Dopo un lungo periodo di fermenti politici infiammati dalle ideologie romantiche, il 17 Marzo di 160 anni fa l’Italia si liberò dal giogo delle potenze straniere e Giuseppe Garibaldi consegnò le terre da lui unificate sotto la bandiera tricolore (ispirata dalla Repubblica Cisalpina e dalla bandiera francese) al sovrano del Regno di Sardegna, Vittorio Emanuele II: nacque così il Regno d’Italia.
La nascita del regno non fu però una cosa immediata, anzi, fu frutto di una lunga e sofferta gestazione. Il concetto d’italianità non è sempre stato una costante nella penisola e deve ringraziare prevalentemente l’avvento della radio e della televisione, che, tramite l’utilizzo di un’unica lingua e di una pedagogia nazionale, hanno velocizzato il processo di creazione di notevole difficoltà, come si evince dalle parole di Massimo D’Azeglio: “Abbiamo creato l’Italia, ora bisogna creare gli italiani”. Il popolo dell’Italia appena formata era costituito da un ventaglio di ceti sociali, cosa che possiamo notare ancora oggi: l’Alta Italia e la Toscana, più vicini ai fermenti dell’Europa Centrale di stampo liberalista e progressista, erano costituiti prevalentemente da una borghesia industriale e da un abbandono progressivo delle campagne; il Sud Italia invece, unito sotto la corona del Regno delle Due Sicilie, era tendenzialmente più contadino e conservatore, anche a causa dei sovrani borbonici, storicamente meno progressisti della monarchia asburgica. Questa spaccatura ebbe ripercussioni nei decenni successivi e divenne un problema grave da sanare entro (come si prospettava ottimisticamente) il 2020, cosa che però, non è accaduta.

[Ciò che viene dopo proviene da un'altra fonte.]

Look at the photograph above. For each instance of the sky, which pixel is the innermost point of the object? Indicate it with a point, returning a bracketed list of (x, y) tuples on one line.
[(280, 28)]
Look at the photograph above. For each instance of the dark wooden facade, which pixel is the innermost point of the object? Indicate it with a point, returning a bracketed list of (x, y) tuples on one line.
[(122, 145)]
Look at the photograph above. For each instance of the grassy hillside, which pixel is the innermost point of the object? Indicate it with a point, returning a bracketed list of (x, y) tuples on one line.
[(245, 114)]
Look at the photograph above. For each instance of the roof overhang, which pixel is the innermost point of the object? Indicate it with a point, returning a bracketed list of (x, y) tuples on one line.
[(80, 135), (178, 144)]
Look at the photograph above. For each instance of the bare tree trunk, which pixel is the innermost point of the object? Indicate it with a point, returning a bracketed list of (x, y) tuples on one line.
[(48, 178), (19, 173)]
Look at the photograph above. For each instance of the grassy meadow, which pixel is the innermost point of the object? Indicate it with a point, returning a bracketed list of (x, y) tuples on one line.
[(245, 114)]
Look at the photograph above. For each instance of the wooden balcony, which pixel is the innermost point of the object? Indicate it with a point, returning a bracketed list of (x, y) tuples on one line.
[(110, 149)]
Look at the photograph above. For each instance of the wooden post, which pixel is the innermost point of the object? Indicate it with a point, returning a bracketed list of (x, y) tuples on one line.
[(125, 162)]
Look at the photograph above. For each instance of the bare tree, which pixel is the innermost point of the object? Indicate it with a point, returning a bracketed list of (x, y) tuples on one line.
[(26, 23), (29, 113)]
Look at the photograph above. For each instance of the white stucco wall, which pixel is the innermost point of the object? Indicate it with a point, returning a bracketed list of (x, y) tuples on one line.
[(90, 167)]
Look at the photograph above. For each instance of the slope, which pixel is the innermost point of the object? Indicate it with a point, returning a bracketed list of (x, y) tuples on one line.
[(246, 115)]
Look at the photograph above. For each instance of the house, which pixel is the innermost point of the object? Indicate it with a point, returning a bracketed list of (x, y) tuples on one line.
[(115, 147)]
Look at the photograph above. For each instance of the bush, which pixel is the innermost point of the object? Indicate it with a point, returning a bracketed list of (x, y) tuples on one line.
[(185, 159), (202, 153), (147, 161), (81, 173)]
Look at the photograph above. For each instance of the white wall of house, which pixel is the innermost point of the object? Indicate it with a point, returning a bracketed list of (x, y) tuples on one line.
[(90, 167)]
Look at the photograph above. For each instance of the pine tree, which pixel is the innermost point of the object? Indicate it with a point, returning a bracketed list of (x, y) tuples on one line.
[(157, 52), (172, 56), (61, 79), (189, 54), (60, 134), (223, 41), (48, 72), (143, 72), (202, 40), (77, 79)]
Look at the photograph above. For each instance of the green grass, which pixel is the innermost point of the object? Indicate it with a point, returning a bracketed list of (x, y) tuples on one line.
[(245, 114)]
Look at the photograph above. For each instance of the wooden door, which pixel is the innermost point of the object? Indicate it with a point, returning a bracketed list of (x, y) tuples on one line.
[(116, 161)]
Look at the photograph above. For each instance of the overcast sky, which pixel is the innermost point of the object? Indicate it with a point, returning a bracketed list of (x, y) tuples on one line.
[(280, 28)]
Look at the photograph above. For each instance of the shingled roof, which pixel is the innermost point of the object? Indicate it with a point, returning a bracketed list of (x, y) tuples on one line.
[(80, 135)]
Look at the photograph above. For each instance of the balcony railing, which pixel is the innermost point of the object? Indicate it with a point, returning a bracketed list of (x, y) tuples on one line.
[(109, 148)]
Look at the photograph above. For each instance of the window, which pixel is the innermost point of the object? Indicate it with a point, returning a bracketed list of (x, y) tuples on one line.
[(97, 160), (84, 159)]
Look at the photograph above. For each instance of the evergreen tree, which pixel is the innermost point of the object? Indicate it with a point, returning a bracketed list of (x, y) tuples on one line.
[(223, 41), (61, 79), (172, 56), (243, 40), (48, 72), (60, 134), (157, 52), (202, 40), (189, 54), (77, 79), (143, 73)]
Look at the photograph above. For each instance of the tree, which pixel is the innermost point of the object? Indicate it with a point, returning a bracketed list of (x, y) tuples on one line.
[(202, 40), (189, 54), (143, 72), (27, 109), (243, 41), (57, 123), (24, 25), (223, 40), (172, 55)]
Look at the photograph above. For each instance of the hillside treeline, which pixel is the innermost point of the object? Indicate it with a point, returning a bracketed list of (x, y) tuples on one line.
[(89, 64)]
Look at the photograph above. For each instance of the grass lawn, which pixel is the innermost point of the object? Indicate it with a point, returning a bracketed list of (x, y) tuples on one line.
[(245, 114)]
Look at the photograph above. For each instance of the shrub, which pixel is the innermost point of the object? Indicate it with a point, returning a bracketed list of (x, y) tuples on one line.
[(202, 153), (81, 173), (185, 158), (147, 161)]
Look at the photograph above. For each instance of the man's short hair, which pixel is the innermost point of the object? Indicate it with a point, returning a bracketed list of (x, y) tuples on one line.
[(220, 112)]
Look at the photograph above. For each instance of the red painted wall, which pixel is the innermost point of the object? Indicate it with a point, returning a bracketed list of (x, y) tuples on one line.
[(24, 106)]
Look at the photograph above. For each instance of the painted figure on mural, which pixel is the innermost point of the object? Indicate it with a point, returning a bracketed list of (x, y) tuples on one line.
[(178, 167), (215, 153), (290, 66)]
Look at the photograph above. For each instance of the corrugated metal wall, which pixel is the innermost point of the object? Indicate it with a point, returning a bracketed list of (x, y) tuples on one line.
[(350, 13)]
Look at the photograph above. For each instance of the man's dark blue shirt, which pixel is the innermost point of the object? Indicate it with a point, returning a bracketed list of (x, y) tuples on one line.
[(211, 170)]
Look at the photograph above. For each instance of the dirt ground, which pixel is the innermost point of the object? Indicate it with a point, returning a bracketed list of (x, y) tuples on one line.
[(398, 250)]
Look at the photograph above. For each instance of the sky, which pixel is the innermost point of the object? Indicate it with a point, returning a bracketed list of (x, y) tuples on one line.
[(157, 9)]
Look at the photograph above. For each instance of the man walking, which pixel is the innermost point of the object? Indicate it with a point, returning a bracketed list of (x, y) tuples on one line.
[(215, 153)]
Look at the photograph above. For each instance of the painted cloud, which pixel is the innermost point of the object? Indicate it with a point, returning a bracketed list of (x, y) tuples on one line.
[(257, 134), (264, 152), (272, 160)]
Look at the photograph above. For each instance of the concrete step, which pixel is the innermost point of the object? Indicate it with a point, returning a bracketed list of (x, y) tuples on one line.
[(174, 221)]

Ma quando nasce "l'italiano"? Il concetto di appartenenza ad un’unica nazione italica affonda le sue radici più in antichità e precisamente nel periodo dell’impero di Roma. Dopo le tensioni della Guerra Sociale, con la Lex Plautia Papiria dell’89 a.C. e la Lex Roscia del 40 a.C., tutti gli abitanti a sud del Po e la Gallia Cisalpina ottennero la cittadinanza romana, leggi che li resero a tutti gli effetti “romani”. Questo avvenimento influenzerà tutte le vicende politiche degli anni a venire poiché il popolo che abitava sotto la catena delle Alpi per lungo tempo non si riconoscerà nel sovrano e nel regno locale, variabile e lontano dalla vita del contado, ma si identificherà generalmente come “romano” e parlante un nuovo dialetto della lingua latina (lombardo, toscano, siciliano…); lo stesso faranno i popoli invasori come ad esempio i popoli germanici (Longobardi, Goti, Sassoni) che si trasferirono in massa nel Belpaese nell’Alto Medioevo, i quali, una volta uniti culturalmente ed etnicamente agli autoctoni italici, smetteranno di chiamarsi con il loro nome e si definiranno anche loro come “romani”. Bisogna però ammettere e riconoscere che l’identità italiana ha pure portato con sé tragedie immani come la Seconda Guerra Mondiale, fomentata dall’ideologia fascista mussoliniana e da una fantasiosa “pura razza italica” etnicamente non esistente (la penisola è stata abitata da italici, arabi, bizantini, germani e molti altri essendo una regione geografica affacciata sul mare ed aperta ai commercianti stranieri). Nonostante questo, che in parte siamo riusciti a superare (anche se analizzando le vicende politiche di questi anni è evidente una rinascita dei movimenti neo-fascisti e di un serpeggiante ed occulto razzismo), dobbiamo tanto alla nascita del Regno d’Italia, dalla libertà di autogoverno ispirata dallo “stato-nazione” ad un relativo benessere sociale ed economico, che, anche se non siamo i migliori al mondo, ci rende pur sempre l’ottava potenza economica. Il 17 Marzo 1861 nacque l’Italia: grazie Garibaldi.